Deploying a Dockerised Web App Using AWS Elastic Container Service (ECS)
In an earlier tutorial, we discussed how to deploy a web app on to an EC2 instance. However, it is not optimal to just have one copy of your app running on a single server, especially as your user base, and hence the traffic into your website, grows. What if that single server breaks down? What if the server overloads with traffic? You don’t want your entire website to go down in such instances (no pun intended). This is why we need multiple EC2 instances running copies of our app. We will also then need a load balancer to — you guessed it right — balance the traffic load by distributing network traffic among our instances.
You may be asking now, “Alright, so now I need to manage multiple instances? What if all of them break down at once?”. Well, this is why you should consider using AWS’s Elastic Container Service (ECS). ECS can automatically start up EC2 instances and host a copy of your web app on each of them. ECS also monitors EC2 instances and spin up new ones if any of them go down. On top of all that, ECS can scale the number of copies of your web app up and down as per the amount of traffic load and CPU and memory needs. It saves you a considerable amount of time, money and energy that you can re-invest in developing your app further. I hope this short intro convinced you to learn more about ECS, so let’s get cracking :)

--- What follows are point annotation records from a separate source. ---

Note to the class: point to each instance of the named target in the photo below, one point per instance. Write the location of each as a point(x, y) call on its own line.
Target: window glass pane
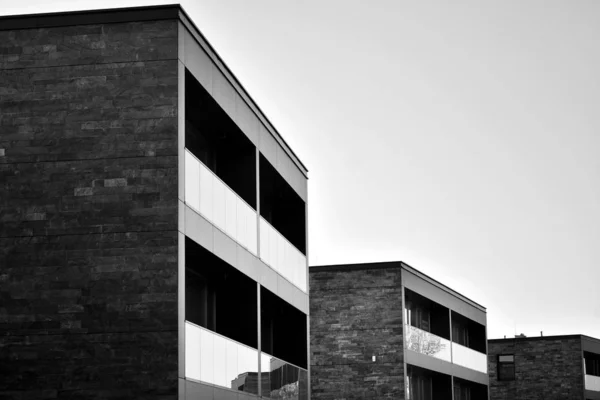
point(207, 356)
point(220, 361)
point(192, 351)
point(192, 181)
point(507, 358)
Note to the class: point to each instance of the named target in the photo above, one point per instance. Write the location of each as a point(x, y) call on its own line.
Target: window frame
point(499, 364)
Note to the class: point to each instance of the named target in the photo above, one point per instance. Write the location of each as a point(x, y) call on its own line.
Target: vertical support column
point(450, 319)
point(181, 200)
point(258, 199)
point(259, 344)
point(404, 322)
point(306, 275)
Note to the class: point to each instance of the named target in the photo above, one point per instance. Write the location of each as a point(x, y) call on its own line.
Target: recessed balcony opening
point(283, 329)
point(592, 363)
point(467, 390)
point(468, 333)
point(213, 137)
point(424, 384)
point(281, 206)
point(218, 297)
point(426, 314)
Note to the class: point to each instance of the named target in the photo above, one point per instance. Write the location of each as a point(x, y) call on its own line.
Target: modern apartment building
point(152, 220)
point(386, 330)
point(544, 367)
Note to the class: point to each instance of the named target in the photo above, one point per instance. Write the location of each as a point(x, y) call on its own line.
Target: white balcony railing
point(592, 383)
point(469, 358)
point(211, 197)
point(214, 359)
point(281, 255)
point(282, 380)
point(432, 345)
point(427, 343)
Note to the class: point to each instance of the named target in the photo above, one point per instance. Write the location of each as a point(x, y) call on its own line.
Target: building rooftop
point(137, 14)
point(393, 264)
point(552, 337)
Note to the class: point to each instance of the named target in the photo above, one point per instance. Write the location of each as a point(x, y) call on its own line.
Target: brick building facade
point(385, 330)
point(107, 248)
point(547, 367)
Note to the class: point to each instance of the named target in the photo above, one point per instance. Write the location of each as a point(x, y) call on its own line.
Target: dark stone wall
point(355, 315)
point(545, 369)
point(88, 212)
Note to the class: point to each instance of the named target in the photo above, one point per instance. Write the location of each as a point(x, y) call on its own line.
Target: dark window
point(506, 367)
point(424, 384)
point(592, 363)
point(427, 315)
point(213, 137)
point(468, 333)
point(218, 297)
point(281, 206)
point(283, 329)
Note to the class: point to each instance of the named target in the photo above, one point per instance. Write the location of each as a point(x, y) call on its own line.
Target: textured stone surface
point(356, 315)
point(545, 368)
point(88, 212)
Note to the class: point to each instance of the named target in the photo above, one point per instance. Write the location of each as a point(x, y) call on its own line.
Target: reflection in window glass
point(206, 356)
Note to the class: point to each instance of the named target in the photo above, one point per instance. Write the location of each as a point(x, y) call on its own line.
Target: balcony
point(592, 383)
point(220, 361)
point(206, 193)
point(277, 252)
point(469, 358)
point(428, 344)
point(281, 380)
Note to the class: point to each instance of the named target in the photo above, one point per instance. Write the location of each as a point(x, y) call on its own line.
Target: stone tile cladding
point(88, 212)
point(355, 315)
point(548, 369)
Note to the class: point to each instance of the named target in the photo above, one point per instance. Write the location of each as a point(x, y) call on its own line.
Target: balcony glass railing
point(214, 359)
point(427, 343)
point(281, 255)
point(281, 380)
point(211, 197)
point(469, 358)
point(592, 382)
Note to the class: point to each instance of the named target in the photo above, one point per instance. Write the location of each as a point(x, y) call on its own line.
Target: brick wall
point(88, 212)
point(355, 315)
point(545, 369)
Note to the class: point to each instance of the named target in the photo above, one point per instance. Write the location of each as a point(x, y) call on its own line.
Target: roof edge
point(394, 264)
point(88, 17)
point(135, 14)
point(190, 24)
point(530, 338)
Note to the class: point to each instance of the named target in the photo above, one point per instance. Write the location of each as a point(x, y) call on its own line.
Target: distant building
point(386, 330)
point(152, 220)
point(546, 367)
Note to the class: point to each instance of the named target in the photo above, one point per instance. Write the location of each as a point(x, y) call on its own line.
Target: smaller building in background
point(545, 367)
point(386, 330)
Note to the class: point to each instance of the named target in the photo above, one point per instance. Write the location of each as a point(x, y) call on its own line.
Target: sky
point(462, 138)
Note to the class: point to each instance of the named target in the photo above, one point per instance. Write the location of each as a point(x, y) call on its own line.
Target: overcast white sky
point(460, 137)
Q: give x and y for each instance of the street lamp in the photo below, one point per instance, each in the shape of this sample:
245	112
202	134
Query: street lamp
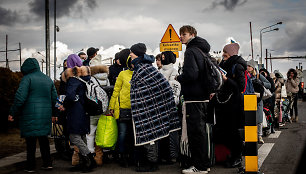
261	32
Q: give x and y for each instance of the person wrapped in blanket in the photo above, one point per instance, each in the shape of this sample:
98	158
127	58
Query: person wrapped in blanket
153	109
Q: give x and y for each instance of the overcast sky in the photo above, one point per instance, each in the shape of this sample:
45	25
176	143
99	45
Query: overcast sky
110	25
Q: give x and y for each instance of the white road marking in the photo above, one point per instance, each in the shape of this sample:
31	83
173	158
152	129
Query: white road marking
275	135
263	152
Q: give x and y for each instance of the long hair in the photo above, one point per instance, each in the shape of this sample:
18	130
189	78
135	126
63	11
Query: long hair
294	72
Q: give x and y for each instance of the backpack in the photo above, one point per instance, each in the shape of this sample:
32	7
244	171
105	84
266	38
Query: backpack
96	100
248	85
214	76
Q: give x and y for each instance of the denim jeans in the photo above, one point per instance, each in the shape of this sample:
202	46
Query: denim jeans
44	150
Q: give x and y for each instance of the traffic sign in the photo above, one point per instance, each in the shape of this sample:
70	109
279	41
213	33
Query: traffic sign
170	35
170	46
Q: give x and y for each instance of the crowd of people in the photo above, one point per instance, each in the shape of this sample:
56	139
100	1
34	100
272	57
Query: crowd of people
163	116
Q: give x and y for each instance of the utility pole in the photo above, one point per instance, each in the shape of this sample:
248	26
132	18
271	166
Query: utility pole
6	59
55	40
20	54
47	38
267	59
251	39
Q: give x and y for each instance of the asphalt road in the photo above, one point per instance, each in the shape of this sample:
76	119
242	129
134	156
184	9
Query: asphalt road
279	155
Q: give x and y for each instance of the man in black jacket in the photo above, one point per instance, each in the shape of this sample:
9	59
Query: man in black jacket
193	81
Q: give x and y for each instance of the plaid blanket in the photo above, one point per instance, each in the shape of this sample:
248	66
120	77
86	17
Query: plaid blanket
153	108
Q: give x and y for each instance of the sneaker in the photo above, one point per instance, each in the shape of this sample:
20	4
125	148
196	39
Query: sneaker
260	140
192	169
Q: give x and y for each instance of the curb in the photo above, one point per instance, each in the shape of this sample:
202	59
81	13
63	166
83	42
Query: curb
14	163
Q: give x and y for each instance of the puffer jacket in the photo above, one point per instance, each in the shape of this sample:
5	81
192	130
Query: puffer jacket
77	120
35	100
122	90
170	73
101	77
292	85
279	82
193	80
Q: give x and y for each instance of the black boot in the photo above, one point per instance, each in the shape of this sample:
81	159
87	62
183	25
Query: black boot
79	166
92	161
86	163
123	160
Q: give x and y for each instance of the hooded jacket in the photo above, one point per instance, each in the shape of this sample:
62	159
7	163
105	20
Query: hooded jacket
230	115
77	120
193	80
101	77
122	90
170	73
35	100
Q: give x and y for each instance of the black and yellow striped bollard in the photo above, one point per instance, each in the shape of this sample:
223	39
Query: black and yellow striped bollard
250	134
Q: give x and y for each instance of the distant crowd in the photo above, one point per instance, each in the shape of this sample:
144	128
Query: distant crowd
193	116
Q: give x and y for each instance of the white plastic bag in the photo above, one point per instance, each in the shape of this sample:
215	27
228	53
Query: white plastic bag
284	92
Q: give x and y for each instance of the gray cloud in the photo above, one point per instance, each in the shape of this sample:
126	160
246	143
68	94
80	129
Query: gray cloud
8	17
63	7
227	4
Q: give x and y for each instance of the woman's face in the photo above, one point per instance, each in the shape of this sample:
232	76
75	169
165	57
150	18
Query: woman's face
250	69
225	55
133	56
185	37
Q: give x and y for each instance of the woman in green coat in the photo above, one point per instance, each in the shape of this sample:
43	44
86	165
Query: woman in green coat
34	102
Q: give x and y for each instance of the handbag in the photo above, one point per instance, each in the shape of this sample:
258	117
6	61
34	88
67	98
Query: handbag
264	120
267	94
125	114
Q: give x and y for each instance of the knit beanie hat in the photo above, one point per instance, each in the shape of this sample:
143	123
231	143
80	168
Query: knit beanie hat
232	49
252	63
169	58
123	56
74	60
139	49
97	60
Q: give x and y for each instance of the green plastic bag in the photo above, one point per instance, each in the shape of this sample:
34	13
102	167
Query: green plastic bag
107	132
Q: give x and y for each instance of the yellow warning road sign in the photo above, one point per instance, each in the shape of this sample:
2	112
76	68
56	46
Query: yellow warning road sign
170	46
170	35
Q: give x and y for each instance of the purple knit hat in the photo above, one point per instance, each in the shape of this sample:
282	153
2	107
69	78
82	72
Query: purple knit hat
231	49
73	60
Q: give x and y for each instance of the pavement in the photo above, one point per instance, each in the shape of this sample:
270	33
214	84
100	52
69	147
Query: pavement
280	154
16	162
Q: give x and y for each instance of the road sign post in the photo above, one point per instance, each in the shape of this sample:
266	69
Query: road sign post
171	41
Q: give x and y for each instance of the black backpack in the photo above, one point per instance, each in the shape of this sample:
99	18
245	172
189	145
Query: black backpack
96	100
214	76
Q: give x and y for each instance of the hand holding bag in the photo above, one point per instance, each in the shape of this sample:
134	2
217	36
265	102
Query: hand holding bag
267	94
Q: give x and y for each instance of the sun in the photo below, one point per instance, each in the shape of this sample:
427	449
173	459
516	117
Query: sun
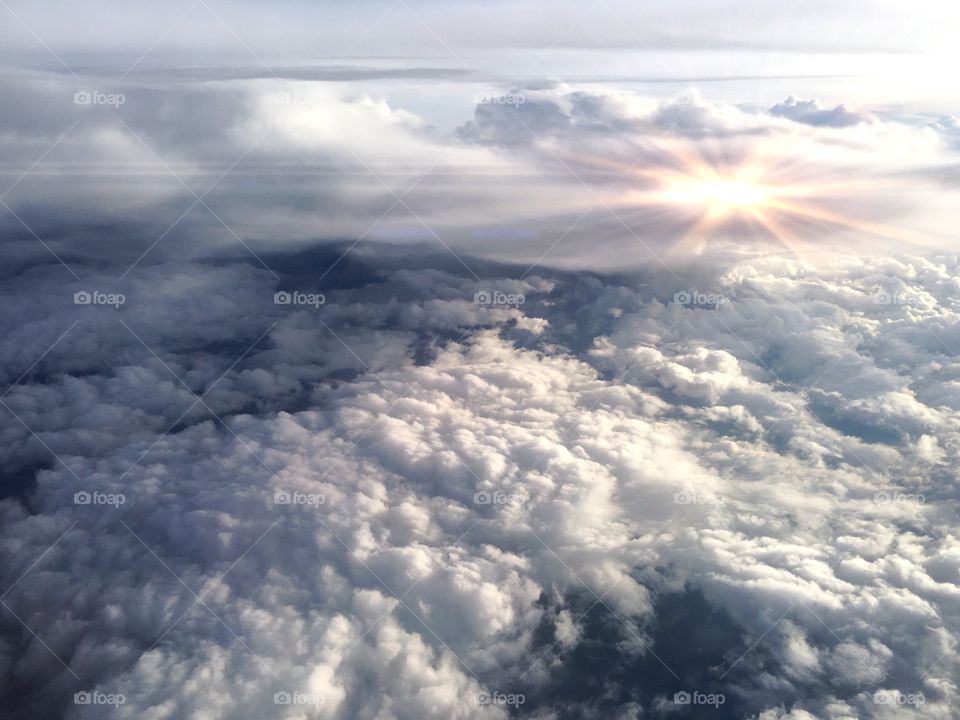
767	193
717	194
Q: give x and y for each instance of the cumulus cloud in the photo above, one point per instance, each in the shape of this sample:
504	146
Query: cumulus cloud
478	494
811	112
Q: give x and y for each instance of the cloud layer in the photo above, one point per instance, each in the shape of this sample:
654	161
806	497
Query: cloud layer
478	494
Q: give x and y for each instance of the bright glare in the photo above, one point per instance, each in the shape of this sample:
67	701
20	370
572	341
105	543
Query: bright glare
717	194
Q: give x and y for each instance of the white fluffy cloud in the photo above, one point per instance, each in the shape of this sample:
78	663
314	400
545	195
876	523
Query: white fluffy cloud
803	489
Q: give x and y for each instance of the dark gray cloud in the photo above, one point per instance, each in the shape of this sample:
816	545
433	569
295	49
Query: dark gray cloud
807	564
811	112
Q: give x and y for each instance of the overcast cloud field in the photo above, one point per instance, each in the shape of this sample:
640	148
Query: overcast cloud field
411	360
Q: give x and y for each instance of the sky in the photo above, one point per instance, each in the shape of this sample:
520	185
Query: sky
408	360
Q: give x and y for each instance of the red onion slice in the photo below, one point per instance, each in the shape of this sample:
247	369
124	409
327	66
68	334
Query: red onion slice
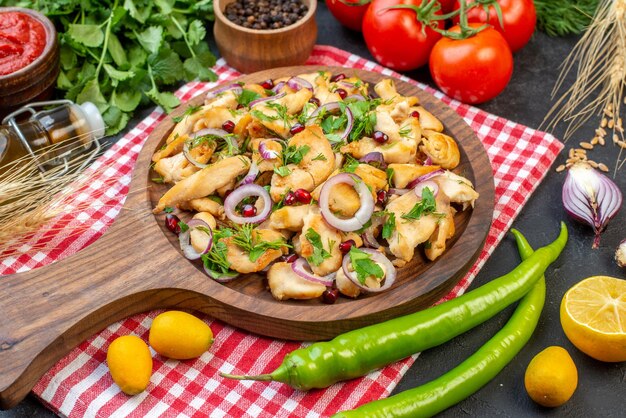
266	153
591	197
434	188
221	277
266	99
278	86
184	239
296	83
425	177
235	88
355	97
374	158
361	217
331	107
251	176
398	192
202	132
302	269
240	193
389	269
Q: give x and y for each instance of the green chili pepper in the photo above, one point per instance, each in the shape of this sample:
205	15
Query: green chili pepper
360	351
472	374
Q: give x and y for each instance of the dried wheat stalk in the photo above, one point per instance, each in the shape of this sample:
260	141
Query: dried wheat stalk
599	63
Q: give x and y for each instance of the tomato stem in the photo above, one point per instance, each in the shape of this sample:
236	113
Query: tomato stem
426	15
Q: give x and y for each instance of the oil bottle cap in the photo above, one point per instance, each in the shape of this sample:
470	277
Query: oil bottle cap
94	118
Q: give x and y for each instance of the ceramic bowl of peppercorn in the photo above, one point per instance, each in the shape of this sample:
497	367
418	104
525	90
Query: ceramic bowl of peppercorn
255	35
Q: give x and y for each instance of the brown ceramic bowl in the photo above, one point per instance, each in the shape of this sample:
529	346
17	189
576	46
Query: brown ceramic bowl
36	81
250	50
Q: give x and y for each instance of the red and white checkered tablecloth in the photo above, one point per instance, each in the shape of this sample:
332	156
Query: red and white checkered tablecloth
80	385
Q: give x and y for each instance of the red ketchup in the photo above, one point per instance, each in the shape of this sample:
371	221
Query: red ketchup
22	40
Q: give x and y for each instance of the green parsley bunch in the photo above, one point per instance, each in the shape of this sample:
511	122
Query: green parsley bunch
120	54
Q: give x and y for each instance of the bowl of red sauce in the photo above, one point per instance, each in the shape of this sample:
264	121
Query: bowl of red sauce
29	57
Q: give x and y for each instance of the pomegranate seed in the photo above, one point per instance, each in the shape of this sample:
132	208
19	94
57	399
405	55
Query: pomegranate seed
297	128
171	222
381	197
381	137
345	246
290	258
302	196
330	296
248	211
228	126
290	199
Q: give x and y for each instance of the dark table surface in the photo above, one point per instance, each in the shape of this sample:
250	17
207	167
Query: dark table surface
601	388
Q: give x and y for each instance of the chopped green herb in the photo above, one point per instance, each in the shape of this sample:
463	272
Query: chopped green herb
319	253
351	164
244	239
189	111
389	226
247	96
282	171
294	155
364	266
390	172
424	207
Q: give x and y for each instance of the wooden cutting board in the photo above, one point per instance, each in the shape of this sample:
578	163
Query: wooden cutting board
136	266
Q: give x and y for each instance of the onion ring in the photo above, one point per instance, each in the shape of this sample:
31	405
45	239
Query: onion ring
235	88
266	99
379	258
241	193
296	83
302	269
267	154
184	239
434	188
425	177
361	217
202	132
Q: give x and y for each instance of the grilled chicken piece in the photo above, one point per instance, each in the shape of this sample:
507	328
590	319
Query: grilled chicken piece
403	174
345	285
410	233
442	149
285	284
200	239
330	239
290	218
204	182
344	200
270	145
403	151
272	119
240	260
204	204
313	170
174	169
457	188
437	242
428	120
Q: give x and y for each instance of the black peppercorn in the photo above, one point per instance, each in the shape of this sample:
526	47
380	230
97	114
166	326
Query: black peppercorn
265	14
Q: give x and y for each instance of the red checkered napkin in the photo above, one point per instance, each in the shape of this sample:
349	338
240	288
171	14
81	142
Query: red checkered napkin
80	385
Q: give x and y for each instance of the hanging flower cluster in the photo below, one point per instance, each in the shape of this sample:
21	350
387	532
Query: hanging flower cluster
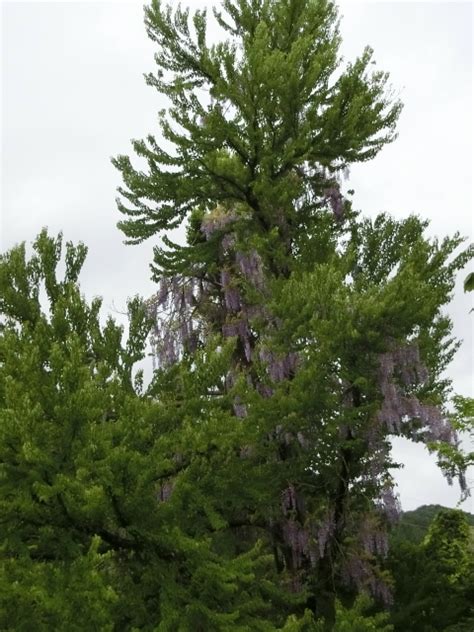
399	370
174	326
336	200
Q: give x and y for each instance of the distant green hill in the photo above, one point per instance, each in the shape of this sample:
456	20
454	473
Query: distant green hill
413	525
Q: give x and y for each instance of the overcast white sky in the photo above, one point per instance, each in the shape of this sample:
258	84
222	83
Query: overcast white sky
73	95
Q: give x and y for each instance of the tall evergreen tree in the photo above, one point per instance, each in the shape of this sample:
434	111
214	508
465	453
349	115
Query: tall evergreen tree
108	497
339	339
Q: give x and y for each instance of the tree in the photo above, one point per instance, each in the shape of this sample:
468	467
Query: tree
110	496
339	336
434	580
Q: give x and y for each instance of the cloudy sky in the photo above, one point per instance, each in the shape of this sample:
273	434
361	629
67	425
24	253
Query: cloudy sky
73	95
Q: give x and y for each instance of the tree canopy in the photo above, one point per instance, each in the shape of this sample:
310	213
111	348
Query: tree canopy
249	485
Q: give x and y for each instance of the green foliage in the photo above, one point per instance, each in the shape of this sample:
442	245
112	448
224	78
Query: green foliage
434	580
276	113
114	503
413	525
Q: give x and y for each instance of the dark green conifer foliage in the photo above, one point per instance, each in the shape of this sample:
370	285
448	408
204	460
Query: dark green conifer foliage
337	325
109	496
434	580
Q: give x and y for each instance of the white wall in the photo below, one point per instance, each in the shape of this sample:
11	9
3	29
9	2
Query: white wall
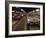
2	19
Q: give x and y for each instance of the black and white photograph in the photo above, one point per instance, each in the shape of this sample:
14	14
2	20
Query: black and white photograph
25	19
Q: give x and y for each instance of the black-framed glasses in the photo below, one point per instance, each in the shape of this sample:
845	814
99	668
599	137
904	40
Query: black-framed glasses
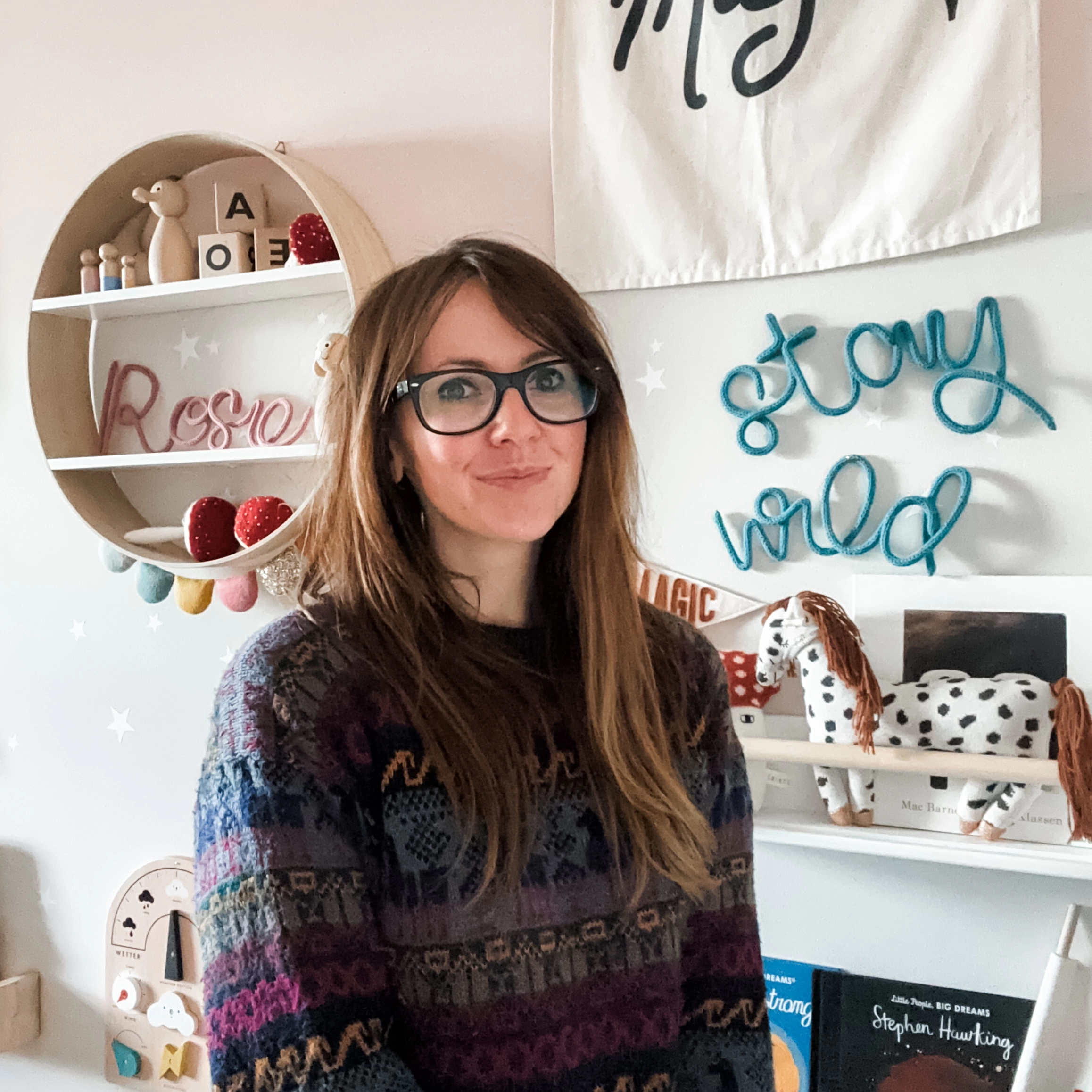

Prerequisites for this tutorial:
Besides a Free-tier AWS account, you will need AWS CLI and docker installed on your machine. You can install docker from here and learn how to download and set up AWS CLI here. It is assumed that you already have a Dockerised web app in hand. If not, you can learn how to create one from my earlier tutorial or download a sample one from my git repository here.
WHAT DOES THE SETUP INCLUDE?
An ECS setup typically includes the following:
- An auto-scaling group of EC2 instances
- An ECS cluster
- An ECS task definition and tasks
- An ECR repository containing a docker image
- An ECS Service
An ECS cluster manages an auto scaling group of EC2 instances. An ECR repository will contain docker images of your web app. An ECS service places tasks inside instances in the auto-scaling group. A task is, simply put, a copy of your web app. A task can spin up one or more docker containers depending on how your app is set up. Task definitions are blueprints for tasks that specify things like which docker image(s) to use, how much memory and CPU should be allocated to the task and the networking among different containers run by the task.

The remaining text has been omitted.